I. Jeremia heeft iets te zeggen van zich zelf wat hij kon doen zonder de geest van de profetie, en dat was om hun fout te verbeteren (een opzettelijke fout was het) inzake de rampen, die over hen gegaan waren, en hun ware strekking en bedoeling. Zij zeiden, dat deze ellende hun overkomen was, omdat zij opgehouden hadden "aan Melecheth des hemels te roken." "Neen, zei hij, het was omdat gij het vroeger gedaan hadt, niet, omdat gij nu ermee opgehouden hebt." Toen zij hem dat antwoord gaven, antwoordde hij onmiddellijk, Jeremiah 44:20, dat het roken, dat zij en hun vaderen gedaan hadden, inderdaad lang ongestraft gebleven was, want God was zeer goedertieren jegens hen, en gedurende de dag van Zijn geduld was het misschien, zoals zij zeiden, wel met hen en zagen zij geen kwaad, maar tenslotte werd hun terging zo erg, dat het de Heere niet meer kon verdragen, Jeremiah 44:22, maar begon te twisten met hen, waarop sommigen van hen zich een weinig verbeterden, men zou eer kunnen zeggen, dat hun zonden hen verlieten dan dat zij hun zonden verlieten. Maar daar hun oude schuld nog niet afgedaan was, en hun verdorven neigingen nog dezelfde waren, herinnerde God zich de afgoderijen "van hun vaders, hun koningen en hun vorsten in de straten van Jeruzalem," in hun nadeel, waarin ze roemden als een rechtvaardiging van hun eigen afgoderij in plaats van zich er over te schamen, Hij dacht aan dat alles, aan de gruwelen, die zij gedaan hadden, Jeremiah 44:22, en aan al de ongehoorzaamheid aan des Heeren stem, Jeremiah 44:23, dat alles werd in rekening gebracht, en daarom, om hen voor dit alles te straffen, is hun land tot een woestheid en tot een vloek, gelijk het is ten deze dage, Jeremiah 44:22, daarom, niet om hun vorige verbetering, maar om hun oude overtredingen, is al dit kwaad hun wedervaren, gelijk het is ten deze dage, Jeremiah 44:23. Het recht verstaan van de oorzaak van onze ellende zou men zo denken, is een grote stap in de richting van genezing van onze zonden. Overkomt ons kwaad, het is "omdat wij gezondigd hebben tegen de Heere, en daarom: Zijt beroerd en zondigt niet."
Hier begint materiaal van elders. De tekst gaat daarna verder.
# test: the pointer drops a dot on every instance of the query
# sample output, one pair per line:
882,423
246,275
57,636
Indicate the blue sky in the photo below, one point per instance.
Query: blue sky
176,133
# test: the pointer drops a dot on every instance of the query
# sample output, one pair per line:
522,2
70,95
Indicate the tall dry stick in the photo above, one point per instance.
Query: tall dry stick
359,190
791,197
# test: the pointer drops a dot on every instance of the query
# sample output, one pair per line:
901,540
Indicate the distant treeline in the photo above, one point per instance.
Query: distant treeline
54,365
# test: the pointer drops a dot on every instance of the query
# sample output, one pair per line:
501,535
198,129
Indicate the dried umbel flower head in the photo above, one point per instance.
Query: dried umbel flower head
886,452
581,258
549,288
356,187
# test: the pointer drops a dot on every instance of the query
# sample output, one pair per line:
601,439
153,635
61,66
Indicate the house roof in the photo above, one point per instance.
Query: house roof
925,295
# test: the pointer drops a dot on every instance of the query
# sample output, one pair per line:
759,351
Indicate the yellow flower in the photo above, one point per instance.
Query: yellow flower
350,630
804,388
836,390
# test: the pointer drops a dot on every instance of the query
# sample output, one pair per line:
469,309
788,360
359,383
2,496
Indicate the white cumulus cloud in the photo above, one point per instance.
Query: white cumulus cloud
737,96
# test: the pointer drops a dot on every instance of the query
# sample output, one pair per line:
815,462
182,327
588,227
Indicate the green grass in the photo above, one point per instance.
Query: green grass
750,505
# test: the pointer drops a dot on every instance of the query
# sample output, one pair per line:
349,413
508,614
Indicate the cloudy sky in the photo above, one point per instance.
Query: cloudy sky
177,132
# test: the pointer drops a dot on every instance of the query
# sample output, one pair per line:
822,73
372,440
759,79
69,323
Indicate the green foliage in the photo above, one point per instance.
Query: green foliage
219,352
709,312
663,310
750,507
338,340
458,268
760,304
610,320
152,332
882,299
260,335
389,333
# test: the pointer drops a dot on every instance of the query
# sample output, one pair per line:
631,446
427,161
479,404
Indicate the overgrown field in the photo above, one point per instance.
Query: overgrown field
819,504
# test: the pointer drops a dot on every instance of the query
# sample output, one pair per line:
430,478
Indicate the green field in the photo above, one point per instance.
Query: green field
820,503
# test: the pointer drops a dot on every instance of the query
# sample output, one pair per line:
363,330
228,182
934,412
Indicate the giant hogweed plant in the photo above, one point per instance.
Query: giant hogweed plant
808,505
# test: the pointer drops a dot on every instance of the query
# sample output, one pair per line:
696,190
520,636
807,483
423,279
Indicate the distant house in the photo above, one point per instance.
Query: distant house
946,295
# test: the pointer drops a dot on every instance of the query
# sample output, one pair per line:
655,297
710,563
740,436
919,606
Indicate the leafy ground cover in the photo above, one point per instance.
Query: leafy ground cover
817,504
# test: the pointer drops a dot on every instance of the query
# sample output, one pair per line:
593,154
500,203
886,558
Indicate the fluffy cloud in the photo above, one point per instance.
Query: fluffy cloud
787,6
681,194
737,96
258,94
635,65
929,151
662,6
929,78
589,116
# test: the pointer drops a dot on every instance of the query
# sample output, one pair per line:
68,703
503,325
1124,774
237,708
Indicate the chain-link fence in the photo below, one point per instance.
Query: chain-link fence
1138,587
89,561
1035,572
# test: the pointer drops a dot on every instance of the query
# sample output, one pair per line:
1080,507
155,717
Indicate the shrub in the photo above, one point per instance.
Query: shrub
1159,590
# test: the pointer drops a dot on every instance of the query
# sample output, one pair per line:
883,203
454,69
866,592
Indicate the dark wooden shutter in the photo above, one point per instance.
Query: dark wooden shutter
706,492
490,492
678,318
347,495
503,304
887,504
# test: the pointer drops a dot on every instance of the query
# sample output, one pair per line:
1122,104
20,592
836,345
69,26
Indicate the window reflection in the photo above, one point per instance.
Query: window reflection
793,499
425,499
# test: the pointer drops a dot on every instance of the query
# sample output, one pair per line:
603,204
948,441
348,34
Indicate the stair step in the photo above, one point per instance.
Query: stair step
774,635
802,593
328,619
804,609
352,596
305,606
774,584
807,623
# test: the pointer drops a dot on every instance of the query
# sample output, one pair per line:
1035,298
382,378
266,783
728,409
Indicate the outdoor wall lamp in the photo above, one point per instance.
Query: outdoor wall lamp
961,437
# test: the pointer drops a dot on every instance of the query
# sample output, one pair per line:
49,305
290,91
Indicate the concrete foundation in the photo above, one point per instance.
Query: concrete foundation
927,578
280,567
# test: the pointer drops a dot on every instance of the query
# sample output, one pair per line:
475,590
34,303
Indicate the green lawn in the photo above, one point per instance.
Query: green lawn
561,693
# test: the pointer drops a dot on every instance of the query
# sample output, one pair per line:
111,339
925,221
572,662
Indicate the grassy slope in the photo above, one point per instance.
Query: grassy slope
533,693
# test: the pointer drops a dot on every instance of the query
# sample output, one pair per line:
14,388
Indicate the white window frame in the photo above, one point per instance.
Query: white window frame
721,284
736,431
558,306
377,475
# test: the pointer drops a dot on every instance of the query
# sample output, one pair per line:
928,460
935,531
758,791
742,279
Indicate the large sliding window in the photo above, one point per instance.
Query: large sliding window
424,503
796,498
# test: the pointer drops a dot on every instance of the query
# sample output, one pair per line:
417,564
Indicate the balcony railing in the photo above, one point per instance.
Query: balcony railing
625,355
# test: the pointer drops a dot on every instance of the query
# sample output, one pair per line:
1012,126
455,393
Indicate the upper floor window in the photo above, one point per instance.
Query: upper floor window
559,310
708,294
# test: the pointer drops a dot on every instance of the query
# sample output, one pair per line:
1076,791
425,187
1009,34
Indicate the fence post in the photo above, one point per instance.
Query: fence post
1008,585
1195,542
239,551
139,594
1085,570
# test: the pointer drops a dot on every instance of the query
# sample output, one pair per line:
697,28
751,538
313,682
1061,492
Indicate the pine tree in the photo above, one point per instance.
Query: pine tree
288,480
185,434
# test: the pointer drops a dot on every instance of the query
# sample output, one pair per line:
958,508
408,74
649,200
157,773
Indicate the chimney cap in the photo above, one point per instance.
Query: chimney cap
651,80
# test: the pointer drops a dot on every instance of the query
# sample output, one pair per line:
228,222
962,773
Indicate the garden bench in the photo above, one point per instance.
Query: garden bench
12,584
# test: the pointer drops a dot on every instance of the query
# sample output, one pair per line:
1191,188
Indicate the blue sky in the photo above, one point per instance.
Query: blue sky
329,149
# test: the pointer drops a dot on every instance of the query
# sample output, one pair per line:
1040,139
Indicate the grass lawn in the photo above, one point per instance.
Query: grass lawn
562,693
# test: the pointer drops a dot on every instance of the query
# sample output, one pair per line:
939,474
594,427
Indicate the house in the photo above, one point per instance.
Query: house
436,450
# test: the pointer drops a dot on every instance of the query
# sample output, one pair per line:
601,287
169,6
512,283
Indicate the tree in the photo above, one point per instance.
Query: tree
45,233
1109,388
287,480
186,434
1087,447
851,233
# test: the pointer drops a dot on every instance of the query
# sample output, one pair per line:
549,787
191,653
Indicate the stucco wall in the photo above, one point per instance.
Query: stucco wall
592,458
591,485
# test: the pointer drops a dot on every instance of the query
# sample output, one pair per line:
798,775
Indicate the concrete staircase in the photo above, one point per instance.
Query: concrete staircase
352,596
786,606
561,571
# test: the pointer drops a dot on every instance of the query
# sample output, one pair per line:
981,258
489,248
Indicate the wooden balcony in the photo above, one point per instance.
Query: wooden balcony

II. Jeremia heeft hun iets te zeggen, tot de vrouwen in `t bijzonder van de Heere van de heirscharen, de God Israëls. Zij hebben hun antwoord gegeven, nu moeten zij Gods wederwoord horen, Jeremiah 44:24. God spreekt tot Juda, dat in Egypteland woont, ook daar, dat is hun voorrecht. Zij moeten acht geven op wat Hij zegt dat is hun plicht, Jeremiah 44:26. In Zijn antwoord zegt Hij hun duidelijk,

1. Dat, wijl zij ten volle besloten waren, hardnekkig voort te gaan met hun afgoderij Hij ten volle besloten was nog voort te gaan met hen te twisten, als zij voortgingen Hem te tergen, dan zou Hij voortgaan hen te straffen, en zien wie het zou winnen tenslotte. God herhaalt, wat zij gezegd hadden, Jeremiah 44:25 :Aangaande u en uw vrouwen, gij zijt het eens in uw hardnekkigheid: zij hebben toch met uw mond gesproken, en gij hebt het met uw handen vervuld, zij hebben het gezegd en gij beaamt het, en gij gaat voort er naar te handelen. "Wij zullen onze geloften, die wij beloofd hebben, ganselijk houden, rokende aan Melecheth des hemels, " alsof het, ofschoon `t zonde was, voldoende was om het daarmee te rechtvaardigen, dat zij het beloofd hadden, terwijl toch niemand door zijn gelofte wettig maken kan, veel minder tot zijn plicht, wat God reeds tot zonde heeft gemaakt. Nu, zegt God, "gij hebt uw goddeloze geloften volkomenlijk gehouden:" hoor nu, wat Mijn gelofte is, wat "Ik zweer bij Mijn grote naam, " en, als de Heere gezworen heeft, zal het Hem niet berouwen, sinds zij gezworen hebben en het heeft hun niet berouwd. "Bij de verkeerde bewijst Gij U een worstelaar, "Psalms 18:26.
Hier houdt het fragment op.